4.1.2.Toepassing op het onderhavige geval


De Raad van de OESO is een lichaam dat is opgericht krachtens een overeenkomst, te weten het Verdrag nopens de OESO. Hoewel de Unie als zodanig geen lid is van de OESO, neemt een vertegenwoordiger van de Europese Commissie deel aan vergaderingen van de Raad van de OESO en verwoordt hij het standpunt van de Unie. Voor aangelegenheden waarvoor de Unie bevoegd is, wordt het standpunt van de Unie verwoord op basis van een besluit van de Raad, maar het is aan de lidstaten van de Unie die lid zijn van de OESO om gezamenlijk hun stemrecht te gebruiken om namens de Unie een standpunt in te nemen.

De Ontwerpaanbeveling, die de Raad van de OESO na goedkeuring van het Comité Overheidsbestuur van de OESO kan goedkeuren, kan van invloed zijn op de risicoanalyse die de douaneautoriteiten van de lidstaten uitvoeren overeenkomstig Verordening (EU) nr. 952/2013 tot vaststelling van het douanewetboek van de Unie in samenhang met het kader voor douanerisicobeheer. Dit komt doordat niet-naleving van de Gedragscode een risico-indicator is die de douaneautoriteiten van de lidstaten binnen hun beoordelingsmarge mogen gebruiken om goederen of marktdeelnemers voor douanecontrole te selecteren in het licht van zendingen die aankomen uit of doorgevoerd zijn door relevante vrije zones. De procedurele rechtsgrondslag voor het voorgestelde besluit is derhalve artikel 218, lid 9, VWEU.

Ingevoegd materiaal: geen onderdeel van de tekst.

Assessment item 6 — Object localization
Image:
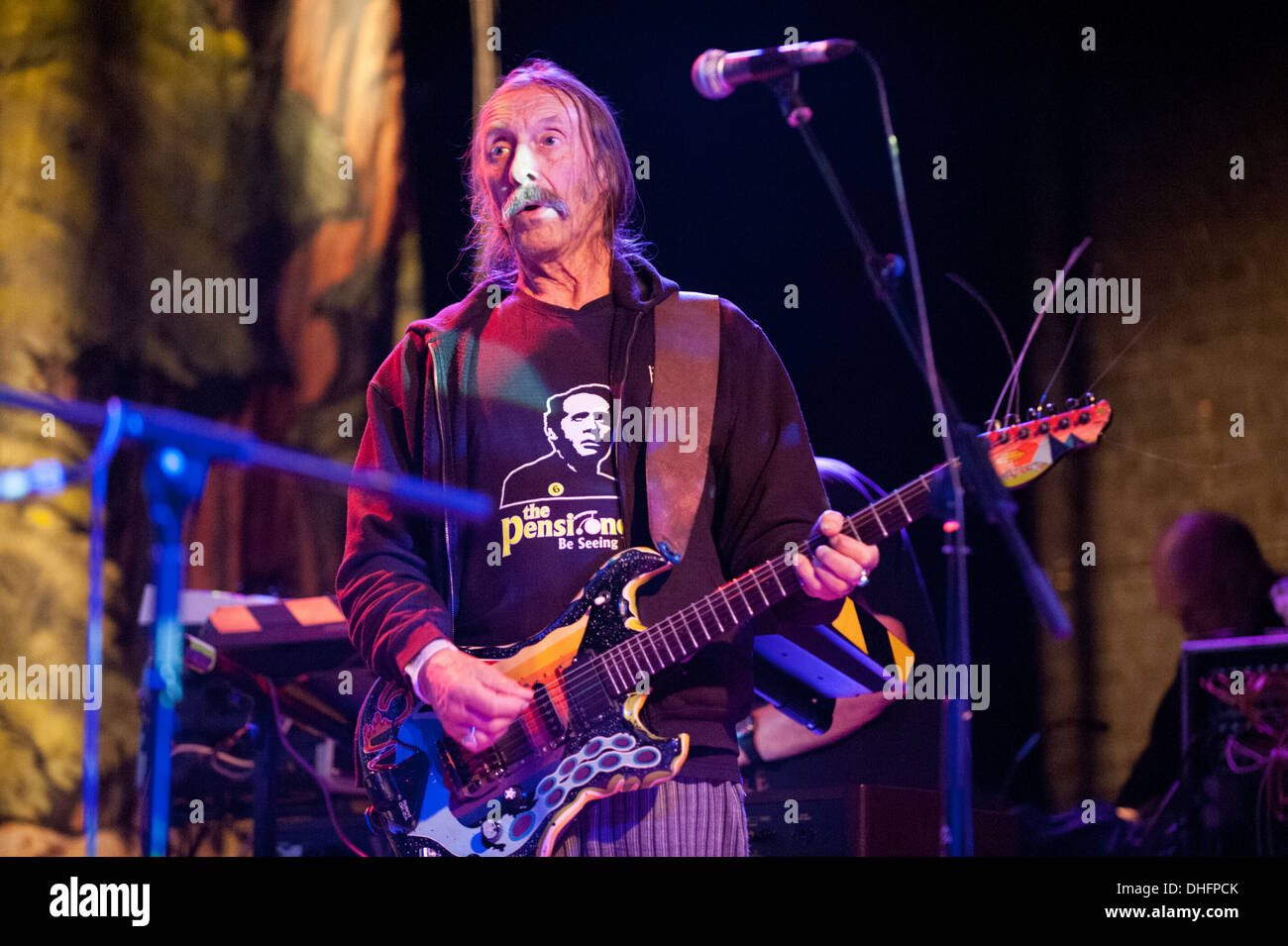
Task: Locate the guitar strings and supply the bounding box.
[483,403,1087,762]
[472,475,957,758]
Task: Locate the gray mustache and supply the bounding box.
[502,184,568,220]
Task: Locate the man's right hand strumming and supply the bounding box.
[416,649,533,752]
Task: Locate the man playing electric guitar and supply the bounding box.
[336,60,879,856]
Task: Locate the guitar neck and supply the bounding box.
[596,459,960,693]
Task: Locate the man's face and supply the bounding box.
[481,86,602,263]
[559,392,612,457]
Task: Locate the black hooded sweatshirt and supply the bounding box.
[336,258,841,782]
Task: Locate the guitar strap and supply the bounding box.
[644,292,720,563]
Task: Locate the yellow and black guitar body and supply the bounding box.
[356,394,1112,856]
[357,549,690,857]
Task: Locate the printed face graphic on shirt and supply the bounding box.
[501,384,617,508]
[546,384,613,469]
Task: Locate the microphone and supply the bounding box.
[690,40,858,99]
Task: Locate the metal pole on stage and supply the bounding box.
[0,384,488,856]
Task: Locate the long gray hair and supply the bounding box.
[465,59,644,288]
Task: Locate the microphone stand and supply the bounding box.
[768,73,1073,857]
[0,384,488,857]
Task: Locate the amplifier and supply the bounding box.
[747,786,1020,857]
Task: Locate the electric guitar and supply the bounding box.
[356,394,1111,857]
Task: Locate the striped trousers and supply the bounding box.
[554,782,747,857]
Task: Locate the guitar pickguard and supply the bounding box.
[360,549,690,857]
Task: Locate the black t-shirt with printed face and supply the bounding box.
[456,284,626,645]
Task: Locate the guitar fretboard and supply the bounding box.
[595,460,958,693]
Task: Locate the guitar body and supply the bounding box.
[355,394,1112,857]
[356,549,690,857]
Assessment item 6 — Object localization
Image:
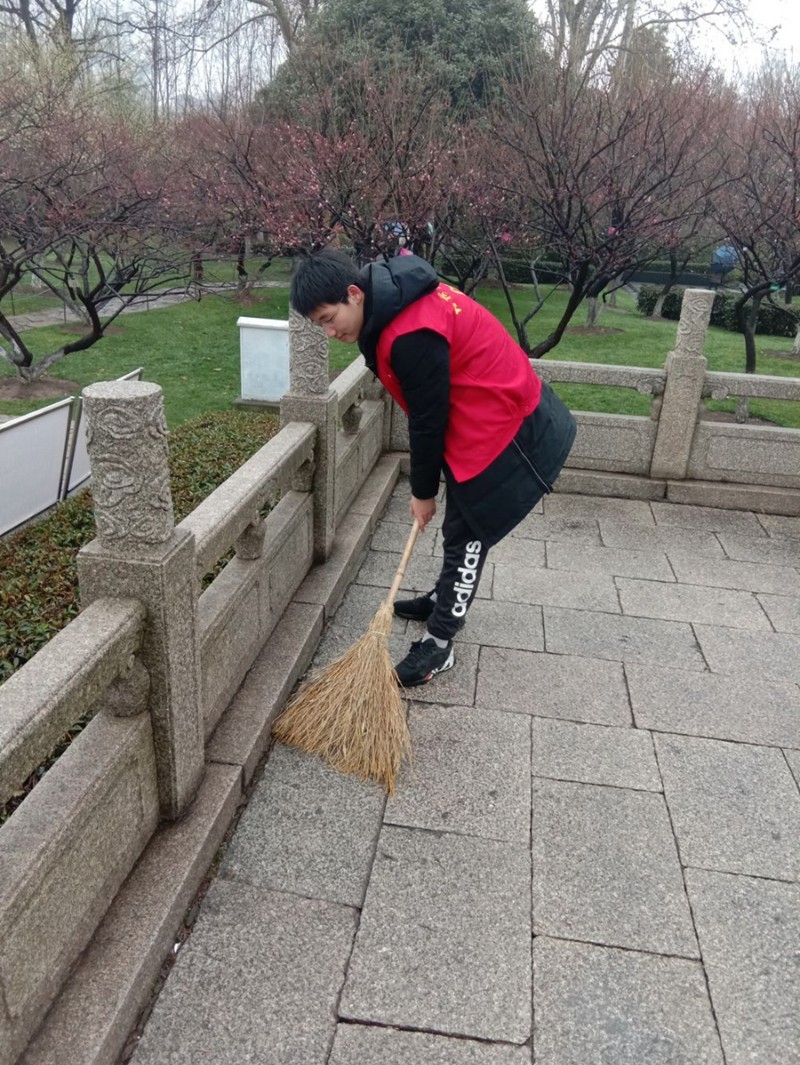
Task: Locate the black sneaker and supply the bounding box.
[394,592,436,621]
[394,639,456,688]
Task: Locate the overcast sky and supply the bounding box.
[690,0,800,71]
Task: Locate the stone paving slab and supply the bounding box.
[698,615,800,682]
[221,743,386,906]
[654,735,800,880]
[385,706,530,846]
[758,514,800,540]
[600,521,724,558]
[668,553,800,595]
[532,718,662,791]
[548,543,675,583]
[494,563,620,613]
[719,533,800,567]
[542,492,655,526]
[651,503,766,537]
[511,513,601,547]
[331,585,408,635]
[625,663,800,748]
[616,577,772,632]
[370,521,437,561]
[339,828,530,1044]
[329,1025,530,1065]
[686,869,800,1065]
[783,751,800,788]
[310,626,480,706]
[533,779,698,957]
[544,606,707,670]
[382,487,444,526]
[534,936,724,1065]
[132,881,356,1065]
[758,593,800,636]
[453,599,544,651]
[475,648,633,725]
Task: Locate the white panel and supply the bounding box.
[0,398,74,534]
[236,318,289,403]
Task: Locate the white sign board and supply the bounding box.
[0,397,74,535]
[236,318,289,403]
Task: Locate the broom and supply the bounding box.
[273,520,420,796]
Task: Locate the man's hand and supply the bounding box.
[409,495,436,533]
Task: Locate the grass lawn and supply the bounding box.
[0,289,289,428]
[0,279,800,428]
[472,288,800,429]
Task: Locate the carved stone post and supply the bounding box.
[78,381,205,819]
[280,311,339,562]
[650,289,714,480]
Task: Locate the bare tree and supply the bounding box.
[249,0,321,52]
[535,0,752,80]
[484,58,730,356]
[0,69,187,381]
[714,63,800,374]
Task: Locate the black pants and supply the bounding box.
[427,492,488,640]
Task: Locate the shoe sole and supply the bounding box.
[397,651,456,688]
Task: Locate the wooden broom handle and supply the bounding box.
[387,518,420,603]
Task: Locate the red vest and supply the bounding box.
[377,284,541,481]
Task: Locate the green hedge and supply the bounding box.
[637,284,800,337]
[0,410,278,683]
[0,410,279,824]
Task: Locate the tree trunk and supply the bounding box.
[739,296,762,374]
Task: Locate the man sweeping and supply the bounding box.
[290,249,576,688]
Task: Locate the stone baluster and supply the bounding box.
[78,381,205,819]
[280,310,339,562]
[650,289,714,480]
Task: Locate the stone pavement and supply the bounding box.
[125,482,800,1065]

4.2.Materiële rechtsgrondslag

3.

4.2.1.Beginselen


De materiële rechtsgrondslag voor een overeenkomstig artikel 218, lid 9, VWEU, te nemen besluit wordt in de eerste plaats bepaald door de doelstelling en de inhoud van de beoogde handeling ten aanzien waarvan namens de Unie een standpunt moet worden ingenomen. Wanneer de beoogde handeling een tweeledige doelstelling heeft of bestaat uit twee componenten, waarvan er een kan worden gezien als hoofddoelstelling of overwegende component, terwijl de andere doelstelling of de andere component slechts ondergeschikt is, moet het overeenkomstig artikel 218, lid 9, VWEU te nemen besluit op één materiële rechtsgrondslag worden gebaseerd, namelijk die welke vereist is gelet op de hoofddoelstelling of de overwegende component.

4.

4.2.2.Toepassing op het onderhavige geval


De doelstelling en de inhoud van de beoogde handeling hebben in de eerste plaats betrekking op de gemeenschappelijke handelspolitiek. Zoals uiteengezet in punt 1 van de Ontwerpaanbeveling, is deze bedoeld om regeringen en beleidsmakers te helpen de illegale handel via en in vrije zones te beperken en te ontmoedigen. De Ontwerpaanbeveling is dan ook bedoeld om de legitieme handel in de zin van artikel 207 VWEU te bevorderen en te beschermen.

4.3.Conclusie

Daarom is een besluit van de Raad op grond van artikel 207 VWEU in samenhang met artikel 218, lid 9, VWEU vereist om het standpunt te bepalen dat namens de Unie moet worden ingenomen in het Comité Overheidsbestuur van de OESO en de Raad van de OESO. De Europese Commissie verwoordt het standpunt van de Unie in het Comité Overheidsbestuur van de OESO en de Raad van de OESO op basis van dit besluit van de Raad, maar het is aan de lidstaten van de Unie die lid zijn van de OESO om gezamenlijk hun stemrecht te gebruiken om namens de Unie een standpunt in te nemen.